|Van Vleck, Lloyd|
Submitted to: Journal of Animal Science Supplement
Publication Type: Abstract Only
Publication Acceptance Date: 3/1/1998
Publication Date: N/A
Citation: Interpretive Summary:
Technical Abstract: No!! Unless? Can the optimum animal be defined? Will that definition change over time, by location? First, assume what may be impossible, that the perfect animal can be defined! Then, can the "perfect" animal to match the definition be found? Suppose such an animal is found. "Is the animal perfect because of phenotype or genotype?" In other words, the P = G + E problem exists which requires traditional improvement methods to determine whether G, E or a combination leads to perfection. For most traits, additive genetic variance accounts for 10 to 50% of total variance. Cloning the "perfect" animal would eliminate that variance and could also capture optimum dominance and epistatic genetic effects that may account for additional variation. For some traits maternal effects are important. Then clones as breeding animals must be "perfect" for both direct and maternal genotypes. Use of clones to increase uniformity could be only partially successful. If heritability is 25%, then the standard deviation among clones would be 87% of that of uncloned animals. Now limit the goal. Suppose an animal has a gene for low fat, well-marbled meat or same sex twins.

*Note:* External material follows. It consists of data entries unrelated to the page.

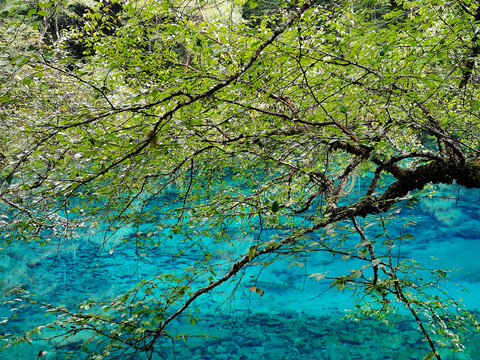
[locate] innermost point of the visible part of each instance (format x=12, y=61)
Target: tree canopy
x=195, y=117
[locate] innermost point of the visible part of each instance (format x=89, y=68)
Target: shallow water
x=296, y=318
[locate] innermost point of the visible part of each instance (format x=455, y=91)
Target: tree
x=192, y=123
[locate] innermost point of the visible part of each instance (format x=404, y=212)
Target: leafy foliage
x=191, y=122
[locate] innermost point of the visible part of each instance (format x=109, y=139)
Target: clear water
x=296, y=318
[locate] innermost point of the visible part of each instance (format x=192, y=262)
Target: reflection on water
x=297, y=318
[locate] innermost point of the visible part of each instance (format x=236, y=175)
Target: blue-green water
x=296, y=318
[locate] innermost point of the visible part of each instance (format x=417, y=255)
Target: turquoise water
x=296, y=318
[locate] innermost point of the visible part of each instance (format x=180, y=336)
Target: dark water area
x=296, y=318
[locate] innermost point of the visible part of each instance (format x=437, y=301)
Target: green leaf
x=251, y=252
x=429, y=356
x=9, y=179
x=275, y=206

Cloning would allow wide distribution of that gene but along with other genes of the designated animal. Again the P = G + E problem with the need to reduce the "bad stuff", save the desired gene, and increase the other "good stuff". Cloning, at best, is another tool for animal improvement that joins the list of previous biotechnological inventions, some of which have become cost-effective: artificial insemination; multiple ovulation and embryo transfer, sexing of semen, and in vitro fertilization. Cloning belongs in that inventory but use of cloning will need to be managed to be cost effective for improvement of quantitative characters.